Life Changing Books: Established in 2003, this publishing company offers a variety of African-American literature including contemporary fiction, women's fiction, urban/ street literature, and more. Tressa Azarel Smallwood, the founder/CEO and former public school teacher, launched the company with her own self-published book, “A Life to Remember,” and now publishes some of the street lit works. She also runs the African American Literature Book Club website to help authors develop more contacts. Currently, the site lists over 5,800 new and well-known authors.
If writing is your game, there are some very good outlets still available for you to test the waters.
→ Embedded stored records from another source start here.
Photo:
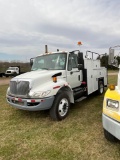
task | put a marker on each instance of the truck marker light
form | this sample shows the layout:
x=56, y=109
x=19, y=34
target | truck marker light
x=111, y=87
x=54, y=79
x=19, y=99
x=56, y=87
x=79, y=43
Remember, learning to read and write used to be two of the strongest motivations forward for Black folk. Looking at today’s world, it still is news.
Professor David L. Horne is founder and executive director of PAPPEI, the Pan African Public Policy and Ethical Institute, which is a new 501(c)(3) pending community-based organization or non-governmental organization (NGO). It is the stepparent organization for the California Black Think Tank which still operates and which meets every fourth Friday.